Intrahepatic cholangiocarcinoma (ICC) is a highly lethal hepatobiliary tumor with high aggressiveness. The role of circular RNA (circRNA) in ICC remains to be explored. The present study aimed to investigate whether hsa_circ_0050900 affected ferroptosis in ICC cells by regulating hsa-microRNA (miR)-605-3p/solute carrier family 3 member 2 (SLC3A2). Human ICC cells were cultured and hsa_circ_0050900 expression was evaluated by reverse transcription-quantitative PCR. hsa_circ_0050900 was knocked down and ferroptosis inhibitor ferrostatin-1 was added to HuCCT-1 cells. Following knockdown or overexpression of hsa-miR-605-3p, Fe(2+), reactive oxygen species (ROS), glutathione peroxidase 4 and SLC3A2 levels were assessed using iron and ROS assay kit or RT-qPCR and western blotting, respectively. Cell function experiments were performed to examine proliferation and migration abilities.
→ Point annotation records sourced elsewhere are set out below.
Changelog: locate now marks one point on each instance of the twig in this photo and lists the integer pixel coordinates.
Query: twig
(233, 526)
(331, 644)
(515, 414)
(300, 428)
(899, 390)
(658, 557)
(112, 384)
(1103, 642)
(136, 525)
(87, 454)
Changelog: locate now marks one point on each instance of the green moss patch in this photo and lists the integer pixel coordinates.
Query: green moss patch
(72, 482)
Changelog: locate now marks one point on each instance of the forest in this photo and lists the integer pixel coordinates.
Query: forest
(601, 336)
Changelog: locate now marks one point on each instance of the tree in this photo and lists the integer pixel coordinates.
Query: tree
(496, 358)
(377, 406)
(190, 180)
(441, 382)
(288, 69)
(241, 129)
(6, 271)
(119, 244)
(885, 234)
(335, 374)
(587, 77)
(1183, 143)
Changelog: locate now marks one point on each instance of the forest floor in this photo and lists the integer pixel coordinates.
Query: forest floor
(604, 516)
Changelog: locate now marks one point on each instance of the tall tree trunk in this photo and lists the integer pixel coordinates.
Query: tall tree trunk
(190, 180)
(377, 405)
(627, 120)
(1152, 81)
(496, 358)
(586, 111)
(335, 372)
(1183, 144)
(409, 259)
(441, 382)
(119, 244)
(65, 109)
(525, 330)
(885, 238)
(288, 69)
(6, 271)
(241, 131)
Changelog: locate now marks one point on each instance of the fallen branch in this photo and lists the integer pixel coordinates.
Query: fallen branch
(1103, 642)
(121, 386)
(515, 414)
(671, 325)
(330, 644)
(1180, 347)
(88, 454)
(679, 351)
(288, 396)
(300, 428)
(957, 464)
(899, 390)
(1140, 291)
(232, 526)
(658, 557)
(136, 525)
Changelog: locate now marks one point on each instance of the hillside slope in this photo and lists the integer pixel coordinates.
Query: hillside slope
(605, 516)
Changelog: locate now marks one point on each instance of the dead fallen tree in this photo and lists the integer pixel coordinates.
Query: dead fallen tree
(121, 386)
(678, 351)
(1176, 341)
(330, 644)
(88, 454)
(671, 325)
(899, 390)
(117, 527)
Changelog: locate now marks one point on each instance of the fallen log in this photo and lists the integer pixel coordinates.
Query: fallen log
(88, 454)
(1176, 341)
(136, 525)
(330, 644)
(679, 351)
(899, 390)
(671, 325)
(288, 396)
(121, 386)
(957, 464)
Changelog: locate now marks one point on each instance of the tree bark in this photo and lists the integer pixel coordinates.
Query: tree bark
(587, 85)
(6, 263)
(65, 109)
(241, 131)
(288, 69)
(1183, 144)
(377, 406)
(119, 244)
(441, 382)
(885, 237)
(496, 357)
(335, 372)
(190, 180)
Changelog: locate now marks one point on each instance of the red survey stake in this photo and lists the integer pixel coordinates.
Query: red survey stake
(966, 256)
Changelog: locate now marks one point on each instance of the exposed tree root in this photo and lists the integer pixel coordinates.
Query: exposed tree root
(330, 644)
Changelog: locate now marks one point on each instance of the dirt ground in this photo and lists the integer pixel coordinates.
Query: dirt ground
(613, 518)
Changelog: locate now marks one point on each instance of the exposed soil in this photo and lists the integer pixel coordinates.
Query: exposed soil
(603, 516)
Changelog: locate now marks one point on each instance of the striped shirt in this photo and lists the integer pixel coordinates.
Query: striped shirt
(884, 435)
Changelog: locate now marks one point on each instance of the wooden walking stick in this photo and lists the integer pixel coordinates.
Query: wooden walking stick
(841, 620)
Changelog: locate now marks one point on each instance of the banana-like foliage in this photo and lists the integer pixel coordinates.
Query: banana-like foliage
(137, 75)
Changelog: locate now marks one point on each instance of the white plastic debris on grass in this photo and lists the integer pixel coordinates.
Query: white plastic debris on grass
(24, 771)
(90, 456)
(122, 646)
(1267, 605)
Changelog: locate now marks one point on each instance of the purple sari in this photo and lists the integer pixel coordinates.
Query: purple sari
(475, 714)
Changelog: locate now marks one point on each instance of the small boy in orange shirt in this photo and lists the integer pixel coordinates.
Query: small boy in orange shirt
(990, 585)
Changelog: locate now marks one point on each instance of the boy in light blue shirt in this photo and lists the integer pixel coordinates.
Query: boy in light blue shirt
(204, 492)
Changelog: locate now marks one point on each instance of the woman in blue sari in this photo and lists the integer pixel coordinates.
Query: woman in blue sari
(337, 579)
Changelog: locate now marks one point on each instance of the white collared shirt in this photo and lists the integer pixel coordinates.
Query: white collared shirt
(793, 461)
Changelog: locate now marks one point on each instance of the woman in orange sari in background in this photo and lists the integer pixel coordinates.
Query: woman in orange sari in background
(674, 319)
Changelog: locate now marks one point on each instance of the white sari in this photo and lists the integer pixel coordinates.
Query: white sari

Dual-luciferase reporter gene and argonaute2-RNA immunoprecipitation assay verified the relationship among hsa_circ_0050900, hsa-miR-605-3p, and SLC3A2. hsa_circ_0050900 was derived from actinin alpha 4 gene and was elevated in ICC cells. Among HuCCT-1, QBC-939, HCCC-9810, and RBE cell lines, the highest expression was in HuCCT-1 cells. Inhibition of hsa_circ_0050900 inhibited proliferation and migration by facilitating ICC cell ferroptosis. hsa-miR-605-3p expression was elevated after knocking down hsa_circ_0050900 and hsa-miR-605-3p was negatively regulated by hsa_circ_0050900. In addition, hsa-miR-605-3p targeted SLC3A2. Overexpression of hsa-miR-605-3p regulated SLC3A2 to promote ICC cell ferroptosis and inhibit proliferation and migration. Taken together, knockdown of hsa_circ_0050900 inhibited SLC3A2 expression via sponging hsa-miR-605-3p to promote ICC cell ferroptosis, and finally suppressed proliferation and migration. The present study suggested that hsa_circ_0050900 was a potential therapeutic target for ICC.